The interiors feature authentic Omani design, with elegant custom-made furnishings, incorporating local elements alongside local artwork and marble flooring. The fabrics for the interior comprise traditional Arabian sedu. Most of the artwork and photography comes from Omani galleries, particularly Muscat and Salalah. The colour scheme for the interiors, include cream colour marble with brass features and a lot of timber finishes.

“Our aim was to source all materials locally. Other materials include stone, marble and granite and local plants,” he said. 

The fabrics for the interior comprise traditional sedu.

The fabrics for the interior comprise traditional sedu.

“One of the many striking features of the landscaping includes tropical gardens with some 750 palm trees, and walkways surrounded by water features such as lagoons. The sides of the lagoons will be soft landscaped,” he says.

Commenting on the sustainability features, he says: “There is a treated water network to use for irrigation, LED (light-emitting diode) bulbs to save energy, screening on the glass panels to reduce the air-conditioning load.” 

The work on the superstructure – which comprises reinforced concrete (RCC) – started in September 2013. All the villas sit on raft slabs while the main building has a pad foundation. 

Buildings elevations have local Omani architectural features with stone cladding while timber is used on the doors and shutters.

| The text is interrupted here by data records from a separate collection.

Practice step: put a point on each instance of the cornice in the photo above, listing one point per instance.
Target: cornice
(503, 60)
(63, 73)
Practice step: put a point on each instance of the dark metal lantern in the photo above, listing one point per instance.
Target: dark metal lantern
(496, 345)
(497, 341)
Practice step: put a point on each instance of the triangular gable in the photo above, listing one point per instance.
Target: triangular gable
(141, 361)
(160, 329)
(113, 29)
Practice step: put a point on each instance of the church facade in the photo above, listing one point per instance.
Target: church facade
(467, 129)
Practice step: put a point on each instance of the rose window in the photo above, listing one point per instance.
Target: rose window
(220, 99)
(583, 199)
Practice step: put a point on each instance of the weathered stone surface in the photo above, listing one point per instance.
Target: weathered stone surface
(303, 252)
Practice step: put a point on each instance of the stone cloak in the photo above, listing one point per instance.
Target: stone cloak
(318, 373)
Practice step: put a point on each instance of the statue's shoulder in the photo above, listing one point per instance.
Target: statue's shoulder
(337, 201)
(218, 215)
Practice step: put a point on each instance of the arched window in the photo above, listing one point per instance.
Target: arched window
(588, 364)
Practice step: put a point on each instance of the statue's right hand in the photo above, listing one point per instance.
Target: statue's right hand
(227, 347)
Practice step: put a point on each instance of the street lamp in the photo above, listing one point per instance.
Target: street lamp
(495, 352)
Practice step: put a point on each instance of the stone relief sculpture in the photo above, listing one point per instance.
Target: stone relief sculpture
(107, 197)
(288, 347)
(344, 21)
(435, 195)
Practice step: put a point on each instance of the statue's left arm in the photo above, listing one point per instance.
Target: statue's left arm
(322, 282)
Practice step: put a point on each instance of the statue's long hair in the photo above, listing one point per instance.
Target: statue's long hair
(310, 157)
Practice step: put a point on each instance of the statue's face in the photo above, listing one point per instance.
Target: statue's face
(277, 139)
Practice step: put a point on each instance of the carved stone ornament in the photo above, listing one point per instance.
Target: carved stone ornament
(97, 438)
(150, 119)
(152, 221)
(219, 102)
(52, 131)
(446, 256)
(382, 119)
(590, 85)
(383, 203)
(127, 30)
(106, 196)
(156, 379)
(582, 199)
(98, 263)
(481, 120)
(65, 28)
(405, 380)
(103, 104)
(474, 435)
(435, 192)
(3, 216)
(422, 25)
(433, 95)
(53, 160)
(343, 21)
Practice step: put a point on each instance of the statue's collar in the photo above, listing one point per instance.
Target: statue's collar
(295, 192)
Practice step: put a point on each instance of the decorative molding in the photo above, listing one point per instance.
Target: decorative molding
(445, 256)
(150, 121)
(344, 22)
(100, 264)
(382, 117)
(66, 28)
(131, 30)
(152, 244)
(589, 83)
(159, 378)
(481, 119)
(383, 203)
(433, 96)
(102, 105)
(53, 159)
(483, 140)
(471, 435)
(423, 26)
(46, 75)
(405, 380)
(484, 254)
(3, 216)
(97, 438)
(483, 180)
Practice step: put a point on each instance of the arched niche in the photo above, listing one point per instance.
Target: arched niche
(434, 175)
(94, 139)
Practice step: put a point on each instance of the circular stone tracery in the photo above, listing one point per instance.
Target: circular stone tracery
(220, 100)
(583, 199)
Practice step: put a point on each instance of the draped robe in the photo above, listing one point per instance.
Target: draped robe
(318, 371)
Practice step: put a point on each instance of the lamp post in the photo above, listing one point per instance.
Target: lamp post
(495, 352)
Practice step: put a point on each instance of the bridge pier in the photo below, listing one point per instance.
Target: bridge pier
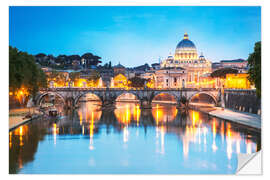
(69, 103)
(108, 104)
(145, 104)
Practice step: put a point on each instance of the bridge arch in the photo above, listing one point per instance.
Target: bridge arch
(76, 100)
(40, 97)
(213, 97)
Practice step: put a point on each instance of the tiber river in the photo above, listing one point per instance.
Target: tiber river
(129, 140)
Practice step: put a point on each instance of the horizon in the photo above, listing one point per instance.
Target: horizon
(130, 37)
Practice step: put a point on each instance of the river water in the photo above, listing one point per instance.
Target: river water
(129, 140)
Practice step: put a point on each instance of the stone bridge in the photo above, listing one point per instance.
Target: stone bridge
(108, 96)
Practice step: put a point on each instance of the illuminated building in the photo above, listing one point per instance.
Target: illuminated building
(120, 81)
(186, 57)
(237, 81)
(167, 77)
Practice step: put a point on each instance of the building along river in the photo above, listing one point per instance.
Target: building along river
(129, 140)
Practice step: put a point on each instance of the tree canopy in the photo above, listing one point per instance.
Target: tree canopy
(221, 73)
(254, 63)
(24, 72)
(137, 82)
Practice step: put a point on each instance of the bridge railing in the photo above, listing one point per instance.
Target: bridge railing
(124, 89)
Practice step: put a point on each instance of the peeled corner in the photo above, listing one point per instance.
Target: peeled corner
(249, 164)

The guest areas and rooms have marble floors and wall cladding. 

MEP (mechanical, electrical, plumbing) works are being executed by Carillion Alawi.

Giving details on the various systems specified for the development, Hewitson says: “The total electrical requirement is 4.8 MW, with 1,450 tonnes of cooling. The lighting control system takes care of the complete illumination of the building.



“One of the challenges we faced was the logistics for materials as most of them were sourced from Muscat, which is around a nine-hour drive (1,000 km) from Salalah.Also, due to the high temperature and distance of the concrete yard, we had to use ice for cooling the concrete till utilisation,” he adds.

Another challenge was the foundation levels were built up by 2 to 5 m of engineering backfill – the main building platform was raised to a higher level, to give reference to an Omani fort, while the chalets were built on lower levels.